Here, Now


A reflection on fear, presence, and learning to just be


I find it difficult to live in the now.

Most of the time, I live in the future — tangled up in what-ifs, worst-case scenarios, and imaginary unravelings of a life I love. I think about all the things that could go wrong… all the fears that may never come true but still take up too much space in my mind.

Anxiety does that. It steals the present to pay for a future that hasn’t happened.

This is what anxiety feels like to me:

It feels like lying awake at night, your mind too busy to sleep.

It feels like every emotion is turned up too loud — happiness, sadness, anger — all amplified and relentless.

It feels like your brain won’t stop spinning: the next task, the next worry, the next imagined disaster.

It feels like being terrified of losing the very things you love most. Not because there’s reason to — just because the thought of loss sits there like a shadow.

It feels like never slowing down. Never breathing deep. Never letting yourself fully enjoy what is… because you’re already bracing for what might be.

It feels lonely. Even when you’re not alone.

And yet — even through the fog of worry — I’m still grateful. For my life. For the people in it. For the small, ordinary moments that make everything worthwhile.

I want more of those moments. The laughter, the lightness, the presence.

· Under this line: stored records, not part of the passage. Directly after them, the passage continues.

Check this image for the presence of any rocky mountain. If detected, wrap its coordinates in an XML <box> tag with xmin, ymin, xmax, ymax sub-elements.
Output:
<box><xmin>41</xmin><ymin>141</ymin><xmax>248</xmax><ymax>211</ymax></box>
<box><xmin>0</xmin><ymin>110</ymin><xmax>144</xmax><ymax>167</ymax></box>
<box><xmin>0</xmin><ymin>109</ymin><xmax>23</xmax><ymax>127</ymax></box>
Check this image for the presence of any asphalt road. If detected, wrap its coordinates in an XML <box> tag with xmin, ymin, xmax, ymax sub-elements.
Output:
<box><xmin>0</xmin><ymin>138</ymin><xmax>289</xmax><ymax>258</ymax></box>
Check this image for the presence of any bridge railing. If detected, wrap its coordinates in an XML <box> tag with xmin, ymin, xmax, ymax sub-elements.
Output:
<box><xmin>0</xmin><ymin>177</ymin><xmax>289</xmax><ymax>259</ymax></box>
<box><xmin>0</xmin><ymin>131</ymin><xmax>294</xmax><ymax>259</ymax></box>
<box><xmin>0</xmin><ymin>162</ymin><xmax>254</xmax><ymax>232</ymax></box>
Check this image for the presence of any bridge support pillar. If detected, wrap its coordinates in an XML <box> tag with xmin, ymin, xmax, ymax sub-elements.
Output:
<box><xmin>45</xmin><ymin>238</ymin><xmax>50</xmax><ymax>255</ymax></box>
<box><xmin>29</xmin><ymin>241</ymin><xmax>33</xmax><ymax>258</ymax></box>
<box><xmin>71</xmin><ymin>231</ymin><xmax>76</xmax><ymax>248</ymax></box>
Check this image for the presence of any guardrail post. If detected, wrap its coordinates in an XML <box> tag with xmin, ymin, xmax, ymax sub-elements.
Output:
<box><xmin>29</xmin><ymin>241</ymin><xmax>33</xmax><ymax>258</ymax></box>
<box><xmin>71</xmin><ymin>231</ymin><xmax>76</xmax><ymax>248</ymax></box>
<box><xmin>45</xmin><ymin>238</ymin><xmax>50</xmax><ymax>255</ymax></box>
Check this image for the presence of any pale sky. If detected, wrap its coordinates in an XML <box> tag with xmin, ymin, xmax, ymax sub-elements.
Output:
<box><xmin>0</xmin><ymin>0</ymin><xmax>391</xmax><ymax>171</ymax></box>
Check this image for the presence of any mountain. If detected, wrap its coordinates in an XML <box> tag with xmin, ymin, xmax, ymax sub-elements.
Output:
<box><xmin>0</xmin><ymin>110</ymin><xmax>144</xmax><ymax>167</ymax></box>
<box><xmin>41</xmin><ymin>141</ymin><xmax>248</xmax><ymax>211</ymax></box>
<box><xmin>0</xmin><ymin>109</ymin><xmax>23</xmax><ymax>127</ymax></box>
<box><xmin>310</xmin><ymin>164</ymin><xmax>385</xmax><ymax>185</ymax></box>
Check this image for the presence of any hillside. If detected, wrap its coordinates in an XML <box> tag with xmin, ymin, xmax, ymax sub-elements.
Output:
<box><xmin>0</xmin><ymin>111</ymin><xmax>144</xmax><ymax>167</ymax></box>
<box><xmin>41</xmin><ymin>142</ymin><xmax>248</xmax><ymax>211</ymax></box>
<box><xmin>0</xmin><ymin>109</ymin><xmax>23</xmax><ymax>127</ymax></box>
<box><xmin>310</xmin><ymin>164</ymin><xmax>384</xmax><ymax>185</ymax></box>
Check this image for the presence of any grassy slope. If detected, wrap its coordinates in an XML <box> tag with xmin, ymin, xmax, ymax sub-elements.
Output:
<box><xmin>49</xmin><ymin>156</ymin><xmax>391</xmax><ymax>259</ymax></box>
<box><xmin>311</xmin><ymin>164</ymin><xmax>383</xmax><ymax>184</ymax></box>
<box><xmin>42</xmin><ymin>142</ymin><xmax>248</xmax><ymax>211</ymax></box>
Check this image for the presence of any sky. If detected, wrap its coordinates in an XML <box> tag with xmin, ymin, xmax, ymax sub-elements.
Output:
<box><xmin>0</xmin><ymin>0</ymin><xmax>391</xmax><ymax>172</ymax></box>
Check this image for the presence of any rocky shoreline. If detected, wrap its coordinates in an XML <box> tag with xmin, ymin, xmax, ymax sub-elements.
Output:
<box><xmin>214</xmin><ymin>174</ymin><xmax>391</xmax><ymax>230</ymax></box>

I want to laugh with my son on a random Saturday night. I want to sing lullabies and dance barefoot in the living room. I want to stop chasing disaster long enough to chase joy.

I want to be here. Not in the next worry. Not in the next what-if. But here. Now.

I don’t quite know how to just be.

But I’m learning.

And I’m trying.

Because if I don’t learn to be here now… I’ll miss everything I was so scared to lose.